SPEAKER_00:Two to three years out from now, what do you think will be the defining challenges in consumer fraud? And that's too far to look out. I know that it's not even an I could never answer that question, but maybe you can.
SPEAKER_01:There is a um duality that we're seeing in in the fraud landscape. On one hand, we're seeing highly organized fraud. Most fraud at scale is highly organized by fraud organizations based in all parts of the world with organizational structures. They're funded, they have capital, they have technology stacks, they have teams of people executing frauds of different types, account compromise, credit card theft, identity theft, right? This is that is one big source of fraud. In contrast to that, we're seeing in recent years the rise of what we call first-party misuse. First party abuse, you might hear of it as friendly fraud, right? And so it's individuals like you and I that are otherwise trustworthy, kind of going rogue for a moment, right? And that might mean we're abusing a sign-up bonus policy. Let's just say it's a gaming company. And if you create an account, you get$50 of gaming credit deposited to your account. Like that's intended to be used once. We're seeing consumers that again that are otherwise good attempting to abuse that policy. Interesting. Or a return policy, right? There's there's massive abuse of return policy. Again, otherwise good consumers that are abusing it, they're qualifying for the refund, they shouldn't, and many other types of what I'd call first-party misuse, or as the industry calls first-party misuse. So it's this duality of highly organized crime and then the rise of first-party misuse. And um, and I think that first party misuse is growing very quickly, from what we're seeing. And so it's catching that, it's catching that because you know, these are consumers like United. We're otherwise good, trustworthy, high volume, high-velocity transaction users that will occasionally do something we shouldn't be doing.

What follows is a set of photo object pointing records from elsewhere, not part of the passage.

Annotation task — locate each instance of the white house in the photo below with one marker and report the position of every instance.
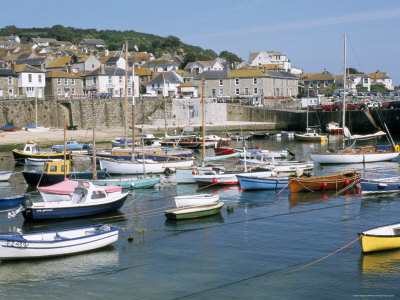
(269, 58)
(110, 80)
(199, 67)
(31, 81)
(165, 84)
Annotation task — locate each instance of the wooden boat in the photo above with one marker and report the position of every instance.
(31, 151)
(380, 238)
(380, 185)
(86, 201)
(351, 156)
(59, 242)
(260, 183)
(64, 190)
(192, 200)
(329, 182)
(5, 175)
(129, 183)
(12, 200)
(192, 212)
(38, 162)
(53, 172)
(133, 167)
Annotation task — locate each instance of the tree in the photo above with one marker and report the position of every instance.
(61, 33)
(231, 59)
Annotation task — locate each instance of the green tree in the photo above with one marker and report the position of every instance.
(230, 58)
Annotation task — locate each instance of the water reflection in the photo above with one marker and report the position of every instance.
(380, 263)
(57, 267)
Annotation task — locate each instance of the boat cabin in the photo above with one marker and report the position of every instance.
(31, 148)
(57, 167)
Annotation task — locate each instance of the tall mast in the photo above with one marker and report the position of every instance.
(204, 129)
(126, 94)
(344, 85)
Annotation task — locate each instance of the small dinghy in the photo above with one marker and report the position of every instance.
(53, 243)
(192, 212)
(380, 238)
(192, 200)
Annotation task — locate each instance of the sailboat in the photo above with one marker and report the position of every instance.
(311, 134)
(355, 155)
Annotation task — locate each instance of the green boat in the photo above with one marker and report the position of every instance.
(191, 212)
(129, 183)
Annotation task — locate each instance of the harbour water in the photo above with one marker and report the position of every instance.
(263, 247)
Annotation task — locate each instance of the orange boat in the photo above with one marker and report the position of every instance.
(329, 182)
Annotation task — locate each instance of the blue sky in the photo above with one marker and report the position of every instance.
(310, 33)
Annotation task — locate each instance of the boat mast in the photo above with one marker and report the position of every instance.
(204, 130)
(65, 149)
(126, 94)
(344, 87)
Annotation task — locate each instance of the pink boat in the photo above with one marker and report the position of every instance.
(64, 190)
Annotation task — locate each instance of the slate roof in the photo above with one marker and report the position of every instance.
(7, 72)
(170, 77)
(212, 74)
(93, 42)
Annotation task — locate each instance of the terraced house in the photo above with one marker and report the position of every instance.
(254, 84)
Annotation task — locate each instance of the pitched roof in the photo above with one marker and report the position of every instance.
(27, 69)
(170, 77)
(59, 62)
(60, 74)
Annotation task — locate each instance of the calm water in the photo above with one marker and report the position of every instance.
(253, 251)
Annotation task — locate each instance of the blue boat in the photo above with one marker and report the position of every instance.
(380, 186)
(266, 183)
(86, 201)
(12, 200)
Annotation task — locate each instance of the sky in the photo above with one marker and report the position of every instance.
(310, 33)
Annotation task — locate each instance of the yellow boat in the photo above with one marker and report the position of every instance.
(380, 238)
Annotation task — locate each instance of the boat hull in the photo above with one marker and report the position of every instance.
(194, 211)
(253, 183)
(55, 243)
(34, 177)
(330, 182)
(380, 186)
(352, 158)
(127, 167)
(74, 211)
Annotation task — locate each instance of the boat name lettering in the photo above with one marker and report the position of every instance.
(17, 244)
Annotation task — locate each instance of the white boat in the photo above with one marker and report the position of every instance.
(37, 162)
(150, 166)
(53, 243)
(5, 175)
(200, 199)
(64, 191)
(352, 156)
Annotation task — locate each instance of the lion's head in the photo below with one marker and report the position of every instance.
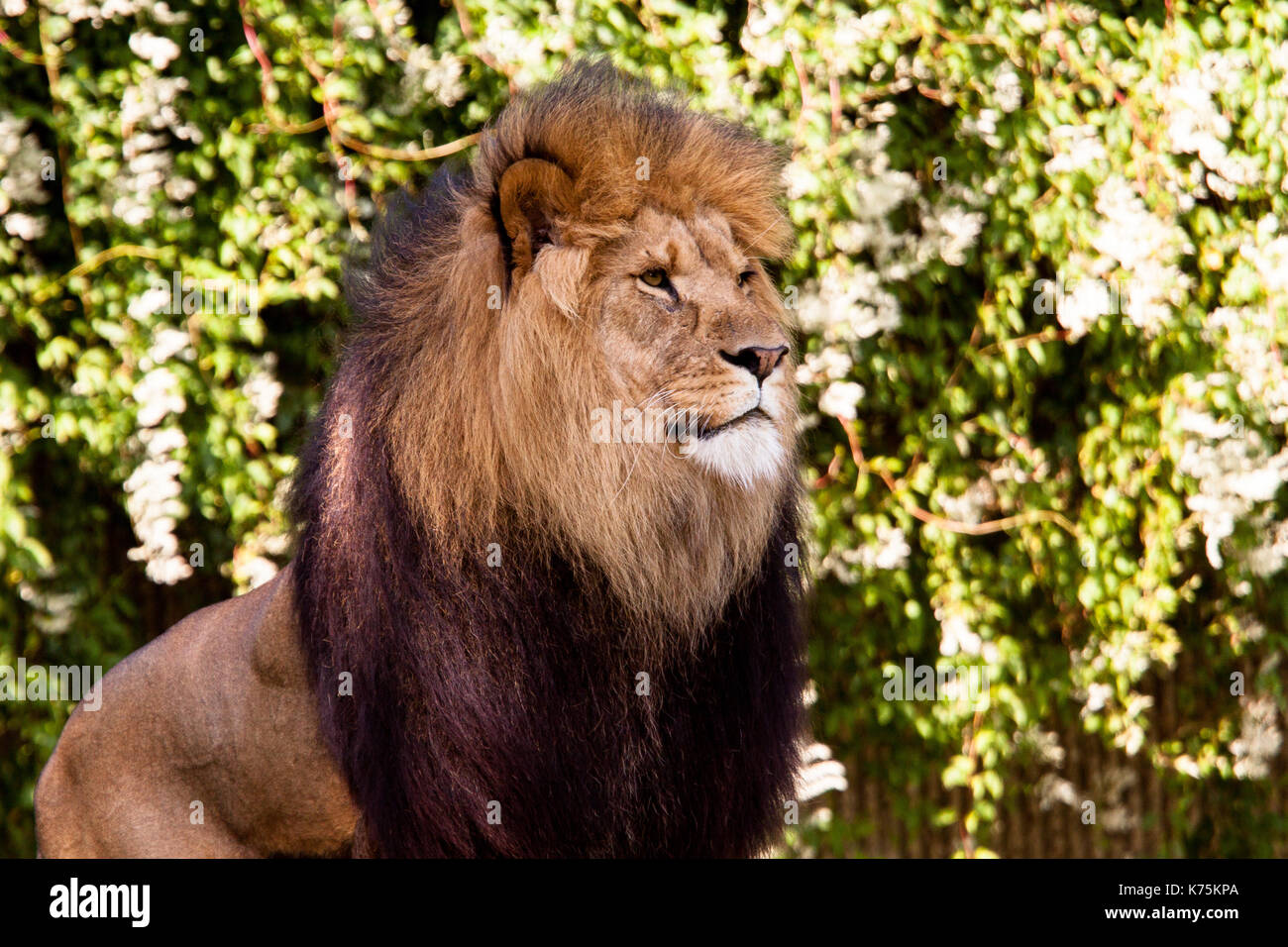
(603, 260)
(498, 544)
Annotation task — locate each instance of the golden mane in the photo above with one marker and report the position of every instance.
(487, 411)
(488, 579)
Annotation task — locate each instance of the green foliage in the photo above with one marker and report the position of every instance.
(1074, 488)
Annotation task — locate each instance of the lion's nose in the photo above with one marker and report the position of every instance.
(756, 360)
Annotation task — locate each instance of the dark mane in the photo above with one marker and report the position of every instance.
(513, 690)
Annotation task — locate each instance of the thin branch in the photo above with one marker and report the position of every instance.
(18, 52)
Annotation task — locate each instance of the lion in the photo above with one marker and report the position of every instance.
(500, 635)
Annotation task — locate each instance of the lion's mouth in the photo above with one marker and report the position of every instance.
(746, 418)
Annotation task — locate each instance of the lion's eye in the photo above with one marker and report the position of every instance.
(656, 278)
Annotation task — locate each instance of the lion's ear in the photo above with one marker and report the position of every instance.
(533, 195)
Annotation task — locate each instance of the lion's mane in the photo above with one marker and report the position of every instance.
(493, 585)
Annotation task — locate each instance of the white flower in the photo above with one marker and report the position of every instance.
(158, 51)
(1010, 94)
(158, 394)
(1260, 738)
(956, 634)
(1074, 147)
(840, 399)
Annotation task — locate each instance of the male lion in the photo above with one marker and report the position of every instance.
(501, 635)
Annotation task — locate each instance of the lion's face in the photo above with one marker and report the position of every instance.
(692, 329)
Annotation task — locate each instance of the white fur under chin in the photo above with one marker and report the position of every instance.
(745, 454)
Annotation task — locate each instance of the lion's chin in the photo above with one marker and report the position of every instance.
(743, 454)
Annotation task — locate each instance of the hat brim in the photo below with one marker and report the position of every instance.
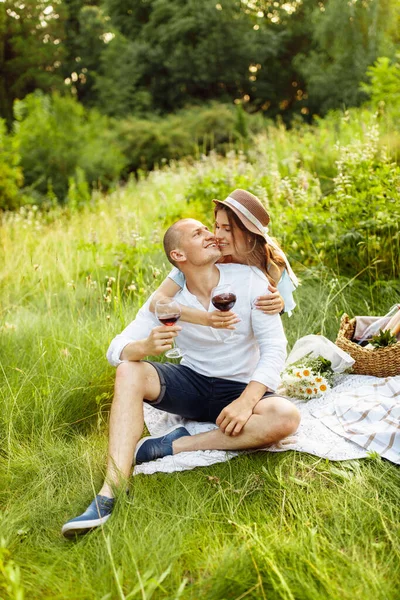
(248, 224)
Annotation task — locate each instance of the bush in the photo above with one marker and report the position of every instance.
(56, 136)
(11, 177)
(189, 132)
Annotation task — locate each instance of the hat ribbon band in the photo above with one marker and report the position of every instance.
(231, 201)
(264, 232)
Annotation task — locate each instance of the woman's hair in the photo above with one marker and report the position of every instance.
(259, 253)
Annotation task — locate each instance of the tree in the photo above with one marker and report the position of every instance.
(31, 52)
(184, 51)
(335, 64)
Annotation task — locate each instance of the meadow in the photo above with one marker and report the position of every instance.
(273, 526)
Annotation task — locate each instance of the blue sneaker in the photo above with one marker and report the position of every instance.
(152, 447)
(96, 514)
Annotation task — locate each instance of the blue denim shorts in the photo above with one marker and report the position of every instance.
(193, 396)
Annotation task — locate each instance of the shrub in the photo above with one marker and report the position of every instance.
(11, 177)
(56, 136)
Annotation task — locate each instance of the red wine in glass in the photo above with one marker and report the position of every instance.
(223, 298)
(224, 302)
(168, 312)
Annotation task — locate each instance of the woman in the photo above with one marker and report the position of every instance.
(241, 230)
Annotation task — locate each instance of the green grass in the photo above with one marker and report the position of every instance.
(269, 526)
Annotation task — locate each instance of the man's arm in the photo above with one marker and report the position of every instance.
(143, 337)
(158, 341)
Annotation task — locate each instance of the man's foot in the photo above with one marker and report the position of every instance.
(96, 514)
(152, 447)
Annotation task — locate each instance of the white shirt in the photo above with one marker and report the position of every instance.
(285, 287)
(258, 354)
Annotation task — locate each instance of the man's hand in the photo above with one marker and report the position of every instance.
(234, 417)
(160, 339)
(272, 303)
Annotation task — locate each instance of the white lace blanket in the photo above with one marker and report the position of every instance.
(368, 416)
(324, 436)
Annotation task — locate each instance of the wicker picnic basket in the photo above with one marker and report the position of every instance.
(381, 362)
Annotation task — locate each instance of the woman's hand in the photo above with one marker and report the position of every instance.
(222, 320)
(272, 303)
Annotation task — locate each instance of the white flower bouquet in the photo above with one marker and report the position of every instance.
(308, 378)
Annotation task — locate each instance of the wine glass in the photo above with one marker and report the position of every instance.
(168, 312)
(223, 298)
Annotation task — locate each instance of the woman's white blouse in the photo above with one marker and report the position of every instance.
(285, 287)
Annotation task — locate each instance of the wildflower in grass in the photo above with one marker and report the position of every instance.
(8, 327)
(308, 379)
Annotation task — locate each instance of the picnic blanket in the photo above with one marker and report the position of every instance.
(359, 415)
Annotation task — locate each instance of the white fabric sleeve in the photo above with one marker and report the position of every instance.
(286, 288)
(269, 333)
(138, 329)
(178, 277)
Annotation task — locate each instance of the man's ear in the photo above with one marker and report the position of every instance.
(177, 255)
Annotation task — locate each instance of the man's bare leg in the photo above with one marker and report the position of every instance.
(273, 419)
(134, 381)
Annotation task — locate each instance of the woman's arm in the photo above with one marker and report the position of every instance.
(216, 319)
(281, 297)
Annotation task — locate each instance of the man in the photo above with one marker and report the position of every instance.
(230, 384)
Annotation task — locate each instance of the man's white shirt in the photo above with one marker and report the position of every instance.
(259, 352)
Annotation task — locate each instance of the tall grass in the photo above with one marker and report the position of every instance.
(284, 526)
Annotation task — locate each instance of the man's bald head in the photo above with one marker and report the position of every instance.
(172, 239)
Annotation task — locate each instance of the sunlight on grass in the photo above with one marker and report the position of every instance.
(282, 526)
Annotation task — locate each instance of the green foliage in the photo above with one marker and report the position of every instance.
(346, 38)
(30, 50)
(384, 82)
(178, 52)
(56, 136)
(262, 525)
(187, 133)
(11, 177)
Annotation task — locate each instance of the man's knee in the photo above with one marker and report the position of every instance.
(139, 376)
(282, 418)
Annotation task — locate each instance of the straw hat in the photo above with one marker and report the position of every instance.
(248, 209)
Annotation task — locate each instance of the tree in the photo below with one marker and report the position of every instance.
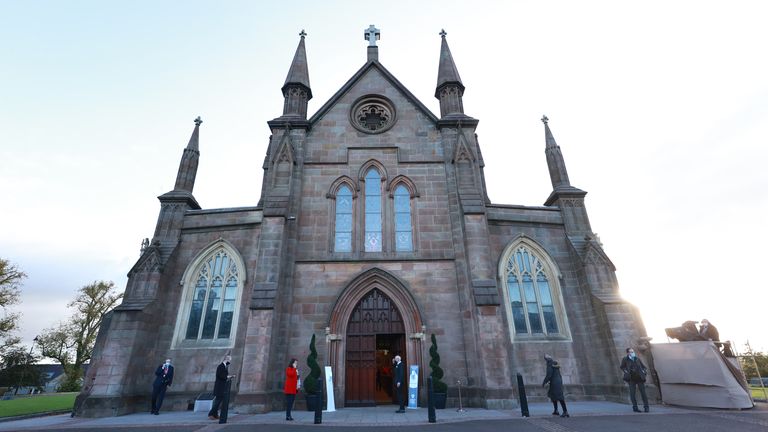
(310, 384)
(437, 371)
(748, 364)
(71, 342)
(10, 281)
(18, 369)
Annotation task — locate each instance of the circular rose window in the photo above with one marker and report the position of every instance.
(373, 114)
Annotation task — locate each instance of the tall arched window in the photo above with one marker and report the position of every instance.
(532, 293)
(403, 227)
(343, 234)
(372, 211)
(208, 315)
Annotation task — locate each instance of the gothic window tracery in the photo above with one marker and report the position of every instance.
(532, 294)
(343, 231)
(403, 226)
(213, 285)
(373, 230)
(213, 302)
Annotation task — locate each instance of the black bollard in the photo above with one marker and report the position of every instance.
(319, 406)
(523, 398)
(225, 402)
(431, 401)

SPEAKER_00:Interesting. And that that's very different from someone who just kind of mistakenly falls down the wrong rabbit hole, and you know, you've compromised the password or something like that. It's a totally different scenario there. Yes, that that makes me like I'm just not smart enough, I think, to be thinking in those terms, which is my safety net. You know, I have that going for me. But um, you know, interesting the way people can think about gaming the system. Yes, it it happens, and it's happening more frequently. Wow. Well, Armin, I really appreciate this. It's it's enlightening. Um, this is this is fascinating, and I think it's really important. And anybody who listens to this podcast or reads what we put out on customer land is touched by these ideas in one form or another. So I would just encourage you. Um, we'll have a link to SIFT's site, we'll have uh we'll uh put links up to some of the more recent research, but it's great stuff. And again, uh Armin Negerian, who is CMO at SIFT, um, thanks for the conversation. Thank you so much, Mike. I appreciate it.